Lancaster County Quaker Abolitionists & the Underground Railroad (part 2)

Introduction: In this article, Melissa Davenport Berry writes more about some of the prominent abolitionist families who for many years acted as “conductors” on the Underground Railroad in Lancaster County, Pennsylvania. Melissa is a genealogist who has a website, americana-archives.com, and a Facebook group, New England Family Genealogy and History.

Today I continue my story of the Rakestraw-Bushong family in Lancaster County, Pennsylvania, who were Quakers and abolitionists – and credited with manning Lancaster’s “Columbia to Christiana” branch of the Underground Railroad from their homes in and around Bart Township.

Illustration: “A Ride for Liberty – The Fugitive Slaves,” by Eastman Johnson, c. 1862. Credit: Brooklyn Museum; Wikimedia Commons.
Illustration: “A Ride for Liberty – The Fugitive Slaves,” by Eastman Johnson, c. 1862. Credit: Brooklyn Museum; Wikimedia Commons.

My finds in GenealogyBank’s Historical Newspaper Archives really assisted me with my research, along with the help of Lancaster County History digital archives and a descendant, Richard B. Bushong, author of The History of the American Bushong Family. Richard runs the Bushong Family Tree United official webpage.

Another treasure trove connected to the family was a large photo card album entitled “Freed Slaves & Abolitionist Family Album” (Lot 0323), which sold for $19,680 at Fleischer’s Auctions’ “Civil War & African American History Collection” on 5 August 2023.

This album contains photo cards that date to the Civil War era with original photographs of two freed slaves as well as photographs of various members of the Henry Bushong family.

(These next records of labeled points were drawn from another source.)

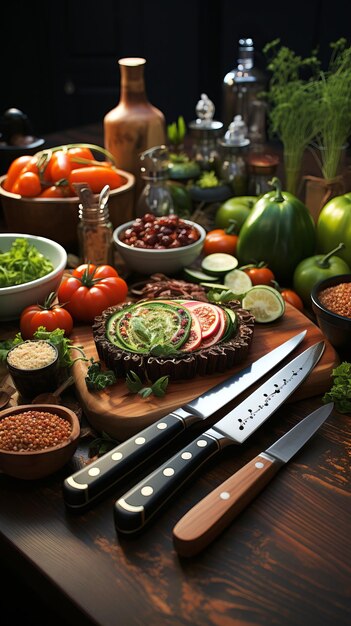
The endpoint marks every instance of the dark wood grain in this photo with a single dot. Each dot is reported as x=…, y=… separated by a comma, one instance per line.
x=284, y=561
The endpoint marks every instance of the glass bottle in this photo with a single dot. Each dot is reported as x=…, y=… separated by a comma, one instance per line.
x=242, y=85
x=156, y=197
x=234, y=147
x=204, y=133
x=134, y=125
x=95, y=232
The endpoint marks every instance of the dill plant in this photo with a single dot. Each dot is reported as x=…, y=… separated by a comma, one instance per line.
x=293, y=105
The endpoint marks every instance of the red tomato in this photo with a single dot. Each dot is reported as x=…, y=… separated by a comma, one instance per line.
x=293, y=298
x=90, y=290
x=14, y=171
x=260, y=275
x=219, y=240
x=96, y=176
x=28, y=185
x=52, y=316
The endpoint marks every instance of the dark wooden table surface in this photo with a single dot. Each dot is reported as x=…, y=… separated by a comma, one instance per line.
x=284, y=561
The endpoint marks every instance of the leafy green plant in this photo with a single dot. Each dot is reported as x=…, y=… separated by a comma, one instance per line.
x=333, y=116
x=293, y=105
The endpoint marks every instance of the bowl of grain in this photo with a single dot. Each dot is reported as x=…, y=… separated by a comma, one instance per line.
x=331, y=303
x=37, y=440
x=34, y=367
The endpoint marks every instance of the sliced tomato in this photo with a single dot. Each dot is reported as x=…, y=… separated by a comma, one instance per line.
x=208, y=315
x=211, y=341
x=195, y=337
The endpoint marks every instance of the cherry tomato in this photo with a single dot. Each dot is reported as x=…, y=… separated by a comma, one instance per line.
x=28, y=185
x=90, y=290
x=220, y=240
x=14, y=171
x=293, y=298
x=96, y=176
x=260, y=275
x=50, y=315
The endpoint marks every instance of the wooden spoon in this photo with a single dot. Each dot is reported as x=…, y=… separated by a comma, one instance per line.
x=54, y=396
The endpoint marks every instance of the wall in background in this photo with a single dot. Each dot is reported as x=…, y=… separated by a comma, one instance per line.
x=60, y=60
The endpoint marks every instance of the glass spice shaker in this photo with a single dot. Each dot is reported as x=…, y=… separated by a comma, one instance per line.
x=94, y=229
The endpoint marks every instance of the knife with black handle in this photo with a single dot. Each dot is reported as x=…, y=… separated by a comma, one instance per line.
x=84, y=486
x=209, y=517
x=133, y=510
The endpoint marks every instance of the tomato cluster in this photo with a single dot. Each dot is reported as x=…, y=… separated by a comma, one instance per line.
x=53, y=173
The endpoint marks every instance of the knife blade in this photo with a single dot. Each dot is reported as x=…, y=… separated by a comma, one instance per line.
x=85, y=485
x=211, y=515
x=133, y=510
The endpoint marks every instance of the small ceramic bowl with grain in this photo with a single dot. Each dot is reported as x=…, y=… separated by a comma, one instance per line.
x=36, y=440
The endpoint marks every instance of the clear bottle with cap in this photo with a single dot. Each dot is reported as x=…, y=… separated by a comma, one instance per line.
x=205, y=131
x=156, y=197
x=242, y=87
x=234, y=148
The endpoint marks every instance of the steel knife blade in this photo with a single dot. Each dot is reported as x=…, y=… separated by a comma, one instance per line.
x=85, y=485
x=133, y=510
x=211, y=515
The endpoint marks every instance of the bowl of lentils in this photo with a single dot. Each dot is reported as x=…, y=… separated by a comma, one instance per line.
x=36, y=440
x=151, y=244
x=331, y=303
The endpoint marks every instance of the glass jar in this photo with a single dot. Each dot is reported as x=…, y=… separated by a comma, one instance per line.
x=204, y=132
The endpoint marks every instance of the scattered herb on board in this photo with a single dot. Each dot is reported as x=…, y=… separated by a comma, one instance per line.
x=340, y=392
x=22, y=263
x=135, y=385
x=97, y=378
x=56, y=337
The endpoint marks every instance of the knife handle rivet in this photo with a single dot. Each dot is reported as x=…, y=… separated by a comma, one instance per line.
x=202, y=443
x=259, y=465
x=139, y=441
x=225, y=495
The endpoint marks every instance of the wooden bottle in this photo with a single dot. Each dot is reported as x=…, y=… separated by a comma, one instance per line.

According to its provenance, this photo album was originally presented to Dr. Charles Henry Bushong (1855-1913) by his grandfather Henry Bushong (1783-1870), who fathered many children with his first wife Sarah Gilbert (1787-1831), daughter of Jesse and Sarah (Harding) Gilbert. He had one additional son, Gilbert Bushong (1836-1911), with his second wife Esther Valentine (1799-1867), daughter of John and Mary (Taylor) Valentine.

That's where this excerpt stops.